Yesterday a pleasant woman at market sold me on tomatillos. Sure, an over abundance of tomatoes on the counter at home were begging to be made into salsa, but making a batch of tomatillo salsa wouldn't be too much more work. A website was suggested for a great recipe, a few jalapeno peppers offered gratis to round out the salsa, and we were embarking on a new adventure in tomatillo salsa.
I take my farmers' market experience seriously, so was beside myself earlier this summer when I was duped into going to a faux farmers' market at a new grocery store. Pulling into the parking lot it became clear something was awry. Faces of store employees looked out from under the two tents set up in the parking lot. There was not a farmer to be found and the produce was far from locally grown.

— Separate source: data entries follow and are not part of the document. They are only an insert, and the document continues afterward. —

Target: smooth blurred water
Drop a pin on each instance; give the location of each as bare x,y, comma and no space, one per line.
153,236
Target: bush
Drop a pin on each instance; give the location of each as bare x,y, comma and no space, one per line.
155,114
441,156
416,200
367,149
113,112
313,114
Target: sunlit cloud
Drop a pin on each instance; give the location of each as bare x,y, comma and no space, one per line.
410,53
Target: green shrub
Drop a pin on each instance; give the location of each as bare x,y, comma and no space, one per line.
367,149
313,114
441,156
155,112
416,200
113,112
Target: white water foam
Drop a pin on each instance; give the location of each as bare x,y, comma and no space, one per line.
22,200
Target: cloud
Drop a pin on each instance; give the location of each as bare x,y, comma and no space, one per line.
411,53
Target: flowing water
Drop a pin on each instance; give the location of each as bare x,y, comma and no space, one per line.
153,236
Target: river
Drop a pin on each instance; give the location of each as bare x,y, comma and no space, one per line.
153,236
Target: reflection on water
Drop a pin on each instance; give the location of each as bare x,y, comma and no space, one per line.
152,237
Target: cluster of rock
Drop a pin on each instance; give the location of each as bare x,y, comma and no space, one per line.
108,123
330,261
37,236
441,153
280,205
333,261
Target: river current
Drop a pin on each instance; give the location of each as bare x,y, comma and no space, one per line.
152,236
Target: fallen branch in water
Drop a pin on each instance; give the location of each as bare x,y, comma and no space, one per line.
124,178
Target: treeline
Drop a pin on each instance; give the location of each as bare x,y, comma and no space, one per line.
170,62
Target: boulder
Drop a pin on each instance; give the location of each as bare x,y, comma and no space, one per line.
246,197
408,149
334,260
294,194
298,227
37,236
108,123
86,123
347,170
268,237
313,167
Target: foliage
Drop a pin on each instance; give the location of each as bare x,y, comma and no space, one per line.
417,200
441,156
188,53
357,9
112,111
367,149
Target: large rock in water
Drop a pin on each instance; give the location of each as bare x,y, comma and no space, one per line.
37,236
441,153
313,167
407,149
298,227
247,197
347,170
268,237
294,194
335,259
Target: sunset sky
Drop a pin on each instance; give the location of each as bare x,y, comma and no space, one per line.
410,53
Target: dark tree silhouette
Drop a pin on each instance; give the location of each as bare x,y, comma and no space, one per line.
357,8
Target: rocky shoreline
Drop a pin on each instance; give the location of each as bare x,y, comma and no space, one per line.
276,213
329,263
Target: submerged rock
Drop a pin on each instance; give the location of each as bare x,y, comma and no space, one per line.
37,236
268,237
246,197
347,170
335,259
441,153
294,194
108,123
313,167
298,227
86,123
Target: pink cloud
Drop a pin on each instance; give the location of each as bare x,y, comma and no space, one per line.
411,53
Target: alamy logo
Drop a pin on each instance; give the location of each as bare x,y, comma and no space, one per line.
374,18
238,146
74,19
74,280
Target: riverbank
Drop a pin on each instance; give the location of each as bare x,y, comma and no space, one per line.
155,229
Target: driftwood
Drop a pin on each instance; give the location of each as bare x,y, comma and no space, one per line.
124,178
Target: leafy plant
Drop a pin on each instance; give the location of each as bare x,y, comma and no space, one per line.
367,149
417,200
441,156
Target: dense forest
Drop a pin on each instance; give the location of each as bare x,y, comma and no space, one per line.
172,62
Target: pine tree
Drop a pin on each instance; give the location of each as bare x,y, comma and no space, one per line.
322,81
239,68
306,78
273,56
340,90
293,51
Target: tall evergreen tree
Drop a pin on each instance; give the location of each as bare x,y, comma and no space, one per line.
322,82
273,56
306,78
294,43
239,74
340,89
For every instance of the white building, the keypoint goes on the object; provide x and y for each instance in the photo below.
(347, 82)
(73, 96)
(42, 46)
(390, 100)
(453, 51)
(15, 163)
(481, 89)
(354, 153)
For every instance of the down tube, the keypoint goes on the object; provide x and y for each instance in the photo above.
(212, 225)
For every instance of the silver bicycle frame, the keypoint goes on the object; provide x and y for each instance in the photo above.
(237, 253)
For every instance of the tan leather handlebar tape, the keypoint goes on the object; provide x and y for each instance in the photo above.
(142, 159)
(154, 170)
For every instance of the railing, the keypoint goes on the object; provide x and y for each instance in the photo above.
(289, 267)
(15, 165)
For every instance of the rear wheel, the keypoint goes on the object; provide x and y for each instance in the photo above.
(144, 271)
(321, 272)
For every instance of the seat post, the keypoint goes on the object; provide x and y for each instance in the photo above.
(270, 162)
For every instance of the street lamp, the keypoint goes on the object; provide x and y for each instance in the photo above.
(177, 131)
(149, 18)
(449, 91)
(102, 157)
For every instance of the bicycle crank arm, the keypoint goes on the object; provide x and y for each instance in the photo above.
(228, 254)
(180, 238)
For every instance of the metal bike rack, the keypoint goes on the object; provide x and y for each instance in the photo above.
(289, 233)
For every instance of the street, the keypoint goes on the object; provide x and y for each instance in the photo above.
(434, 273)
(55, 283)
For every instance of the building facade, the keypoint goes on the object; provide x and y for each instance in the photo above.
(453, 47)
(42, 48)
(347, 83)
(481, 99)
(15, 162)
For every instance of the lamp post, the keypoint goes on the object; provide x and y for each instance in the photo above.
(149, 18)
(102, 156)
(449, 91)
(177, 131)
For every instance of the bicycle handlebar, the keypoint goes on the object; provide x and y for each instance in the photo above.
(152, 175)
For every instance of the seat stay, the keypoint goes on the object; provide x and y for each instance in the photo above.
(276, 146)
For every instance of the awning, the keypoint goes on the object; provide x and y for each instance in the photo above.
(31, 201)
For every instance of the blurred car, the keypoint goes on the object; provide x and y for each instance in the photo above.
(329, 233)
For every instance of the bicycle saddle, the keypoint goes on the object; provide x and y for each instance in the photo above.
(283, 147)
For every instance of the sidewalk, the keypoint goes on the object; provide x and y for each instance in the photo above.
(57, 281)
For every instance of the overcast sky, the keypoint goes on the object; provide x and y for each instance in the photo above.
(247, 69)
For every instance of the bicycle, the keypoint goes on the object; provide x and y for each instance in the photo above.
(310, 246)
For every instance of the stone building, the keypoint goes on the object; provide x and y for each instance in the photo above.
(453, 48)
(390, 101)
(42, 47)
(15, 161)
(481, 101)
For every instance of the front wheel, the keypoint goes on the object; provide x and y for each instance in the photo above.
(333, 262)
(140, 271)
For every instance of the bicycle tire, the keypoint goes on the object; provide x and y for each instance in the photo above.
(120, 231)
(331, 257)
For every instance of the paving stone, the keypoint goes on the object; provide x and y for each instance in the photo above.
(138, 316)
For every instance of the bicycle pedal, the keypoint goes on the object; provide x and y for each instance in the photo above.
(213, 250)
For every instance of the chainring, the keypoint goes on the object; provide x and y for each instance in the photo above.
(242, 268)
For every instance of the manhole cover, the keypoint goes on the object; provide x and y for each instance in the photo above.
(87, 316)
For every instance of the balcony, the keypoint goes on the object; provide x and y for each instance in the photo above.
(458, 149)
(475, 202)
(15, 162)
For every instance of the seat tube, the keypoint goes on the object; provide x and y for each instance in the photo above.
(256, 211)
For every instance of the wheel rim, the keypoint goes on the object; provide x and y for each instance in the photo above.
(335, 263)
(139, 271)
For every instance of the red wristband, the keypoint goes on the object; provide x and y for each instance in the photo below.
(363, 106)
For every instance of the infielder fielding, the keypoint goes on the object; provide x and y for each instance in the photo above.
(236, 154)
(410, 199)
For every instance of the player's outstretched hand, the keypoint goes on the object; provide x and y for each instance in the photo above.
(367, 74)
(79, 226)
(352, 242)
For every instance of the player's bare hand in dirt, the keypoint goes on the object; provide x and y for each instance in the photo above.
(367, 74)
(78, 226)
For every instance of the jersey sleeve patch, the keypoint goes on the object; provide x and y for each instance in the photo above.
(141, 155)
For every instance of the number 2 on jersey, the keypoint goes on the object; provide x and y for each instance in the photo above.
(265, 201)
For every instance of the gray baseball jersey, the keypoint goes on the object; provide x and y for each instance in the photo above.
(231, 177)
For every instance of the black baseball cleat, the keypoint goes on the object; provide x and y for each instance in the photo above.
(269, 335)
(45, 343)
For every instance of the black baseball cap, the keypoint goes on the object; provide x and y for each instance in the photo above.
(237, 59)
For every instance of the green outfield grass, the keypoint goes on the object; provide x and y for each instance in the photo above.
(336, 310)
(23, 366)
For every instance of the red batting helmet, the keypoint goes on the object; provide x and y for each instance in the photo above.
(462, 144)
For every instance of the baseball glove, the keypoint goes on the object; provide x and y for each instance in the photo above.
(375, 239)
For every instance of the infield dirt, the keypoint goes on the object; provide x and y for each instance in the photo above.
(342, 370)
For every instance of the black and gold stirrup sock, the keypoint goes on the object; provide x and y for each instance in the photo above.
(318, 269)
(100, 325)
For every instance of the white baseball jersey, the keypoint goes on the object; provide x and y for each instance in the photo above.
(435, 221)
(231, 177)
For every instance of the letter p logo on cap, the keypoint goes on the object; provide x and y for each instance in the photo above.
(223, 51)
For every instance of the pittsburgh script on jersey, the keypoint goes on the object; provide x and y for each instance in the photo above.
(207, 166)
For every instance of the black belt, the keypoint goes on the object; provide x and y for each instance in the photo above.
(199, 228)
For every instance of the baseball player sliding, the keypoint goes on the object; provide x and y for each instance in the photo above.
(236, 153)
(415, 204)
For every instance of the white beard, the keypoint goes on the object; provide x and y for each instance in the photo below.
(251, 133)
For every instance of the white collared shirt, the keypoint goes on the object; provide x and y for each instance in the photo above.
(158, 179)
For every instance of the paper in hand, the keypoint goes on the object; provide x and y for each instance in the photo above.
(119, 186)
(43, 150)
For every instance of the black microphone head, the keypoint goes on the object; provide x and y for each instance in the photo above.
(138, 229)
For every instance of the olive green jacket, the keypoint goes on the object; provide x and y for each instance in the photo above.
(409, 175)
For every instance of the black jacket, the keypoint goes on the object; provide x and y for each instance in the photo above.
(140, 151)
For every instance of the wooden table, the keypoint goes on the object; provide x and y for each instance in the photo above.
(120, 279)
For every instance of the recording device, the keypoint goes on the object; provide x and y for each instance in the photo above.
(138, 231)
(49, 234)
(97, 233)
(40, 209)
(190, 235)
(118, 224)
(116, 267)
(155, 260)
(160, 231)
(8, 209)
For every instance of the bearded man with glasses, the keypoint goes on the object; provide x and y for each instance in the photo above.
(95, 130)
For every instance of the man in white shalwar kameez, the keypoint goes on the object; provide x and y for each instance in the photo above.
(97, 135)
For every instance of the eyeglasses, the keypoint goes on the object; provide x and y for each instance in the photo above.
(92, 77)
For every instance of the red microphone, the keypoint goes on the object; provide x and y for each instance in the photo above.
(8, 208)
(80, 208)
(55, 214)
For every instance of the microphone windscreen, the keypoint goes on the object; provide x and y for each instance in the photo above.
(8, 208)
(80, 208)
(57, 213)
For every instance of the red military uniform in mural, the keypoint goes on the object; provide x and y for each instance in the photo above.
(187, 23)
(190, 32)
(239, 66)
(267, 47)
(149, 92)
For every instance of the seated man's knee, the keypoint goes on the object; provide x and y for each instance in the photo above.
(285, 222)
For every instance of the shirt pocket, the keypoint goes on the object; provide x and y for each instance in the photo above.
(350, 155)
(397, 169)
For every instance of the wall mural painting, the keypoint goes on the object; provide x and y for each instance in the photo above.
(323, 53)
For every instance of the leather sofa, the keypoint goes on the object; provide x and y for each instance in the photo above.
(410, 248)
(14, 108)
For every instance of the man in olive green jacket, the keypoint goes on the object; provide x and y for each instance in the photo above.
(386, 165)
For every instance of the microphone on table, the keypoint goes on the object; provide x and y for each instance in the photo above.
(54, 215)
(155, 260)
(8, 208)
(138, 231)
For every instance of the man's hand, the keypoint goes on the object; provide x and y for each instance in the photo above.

"Oh my God! I can't believe it," I railed. "What the ... There are no farmers here. Look there are PINEAPPLES at the Farmers' Market! This is Wisconsin people you can't grow pineapples here." My husband and daughter steadied themselves knowing they hadn't heard the end of it. "They just pulled out produce from inside the store, put it under and tent and called it a farmers' market. I cannot believe it." We drove off disappointed. Veggies and fruit under a tent does not a farmers' market make. I'll take the earth stained hands of a farmer and the produce they've been tending to any day thanks.